Peyote has been used for its mind-bending effects primarily in what is now Mexico for no fewer than 6,000 years. Initially, that use seems to have been mostly confined to the small geographic area in which the plant grows in the wild (arid Mexico and the borderlands of Texas). But in the late 1800s, a new and more widespread peyote culture developed with the emergence of the Native American Church, a fascinating story in and of itself that many readers will no doubt learn about here for the first time.

Pollan planned to take peyote with a “group of Native Americans from several tribes on their annual pilgrimage” to Texas to gather the plant. That trip was foiled by Covid. Pollan ultimately found a Japanese American woman (here called Taloma) who was willing to lead him and his wife through a ceremony employing not peyote, but instead San Pedro, a relatively easy to grow and harvest Andean cactus that also contains mescaline. The book concludes with the story of that experience.

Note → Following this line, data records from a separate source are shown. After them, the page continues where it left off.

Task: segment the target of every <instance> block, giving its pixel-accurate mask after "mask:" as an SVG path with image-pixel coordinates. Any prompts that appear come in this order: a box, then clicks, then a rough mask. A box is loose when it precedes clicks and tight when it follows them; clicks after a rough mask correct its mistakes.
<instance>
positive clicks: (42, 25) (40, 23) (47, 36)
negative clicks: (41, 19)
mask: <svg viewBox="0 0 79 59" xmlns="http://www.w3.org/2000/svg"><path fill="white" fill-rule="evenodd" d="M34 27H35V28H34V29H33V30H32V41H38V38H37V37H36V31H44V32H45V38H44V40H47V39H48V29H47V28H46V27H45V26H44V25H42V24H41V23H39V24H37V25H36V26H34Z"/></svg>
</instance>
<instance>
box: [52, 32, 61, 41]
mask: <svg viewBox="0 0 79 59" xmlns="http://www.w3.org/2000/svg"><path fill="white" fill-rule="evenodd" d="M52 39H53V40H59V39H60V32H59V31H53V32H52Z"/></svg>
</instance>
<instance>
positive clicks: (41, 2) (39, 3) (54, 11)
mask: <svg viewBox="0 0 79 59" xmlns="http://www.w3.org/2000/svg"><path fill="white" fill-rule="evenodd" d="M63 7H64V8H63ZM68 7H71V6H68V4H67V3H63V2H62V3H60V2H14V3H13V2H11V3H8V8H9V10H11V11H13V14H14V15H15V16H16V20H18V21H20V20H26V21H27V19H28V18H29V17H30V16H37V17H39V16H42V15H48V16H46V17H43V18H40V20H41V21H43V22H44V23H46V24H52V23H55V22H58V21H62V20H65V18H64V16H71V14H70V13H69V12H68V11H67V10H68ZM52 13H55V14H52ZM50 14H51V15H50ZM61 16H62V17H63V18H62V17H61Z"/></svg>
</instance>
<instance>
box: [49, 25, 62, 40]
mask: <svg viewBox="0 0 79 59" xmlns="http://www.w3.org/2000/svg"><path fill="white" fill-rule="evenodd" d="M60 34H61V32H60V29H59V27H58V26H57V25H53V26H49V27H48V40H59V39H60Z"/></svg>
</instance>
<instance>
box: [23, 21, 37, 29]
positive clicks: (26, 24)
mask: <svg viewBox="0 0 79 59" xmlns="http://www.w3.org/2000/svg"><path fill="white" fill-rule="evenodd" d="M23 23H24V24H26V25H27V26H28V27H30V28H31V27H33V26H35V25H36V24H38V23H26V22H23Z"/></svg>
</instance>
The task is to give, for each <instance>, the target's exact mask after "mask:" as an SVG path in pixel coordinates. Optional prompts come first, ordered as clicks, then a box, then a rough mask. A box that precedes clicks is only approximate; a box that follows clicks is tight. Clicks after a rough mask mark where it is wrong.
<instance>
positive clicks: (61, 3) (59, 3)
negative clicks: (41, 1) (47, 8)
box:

Invariably, the challenge of personal stories about self-experimentation is that the experiences the writer is relaying are ones the reader does not share. By the end of the book, Pollan convinced me so fully of the relativistic effects of mescaline that I was left wondering what sort of general truth his own story represents. Can we generalize from his own drama? Surely his experience does not tell us much about the Native American use of peyote, a culturally contextualized practice that he was told by Native American interviewees “had done more to heal the wounds of genocide, colonialism and alcoholism than anything else they had tried.”

Pollan seems to bet, and he is probably right, that readers will relate to his dabbling with drug plants because of one aspect of their usage that does happen to be nearly universal. To varying extents, we are all trying to negotiate the challenging interplay between our own brain’s chemistries and a number of converging factors: the struggles of having consciousness and being a part of a culture, anxiety, fear, trauma and figuring out life’s meaning. And, as Pollan notes, “there is scarcely a culture on Earth that hasn’t discovered in its environment at least one such plant or fungus, and in most cases a whole suite of them, that alters consciousness.” As the worst of the pandemic recedes, it seems likely that the number of readers interested in reading about, altering and exploring their anxiety-riddled, quarantine-addled and, in many cases, traumatized minds will be immense.

Ultimately, Pollan does not answer whether individual readers should partake in the plant drugs he discusses; this is not part of his project. But he does skillfully achieve what he set out to do. He has left the reader with some “more interesting stories about our ancient relationship with the mind-altering plants,” stories likely to trigger new debates and discussions as well as, no doubt, a fair amount of illicit gardening.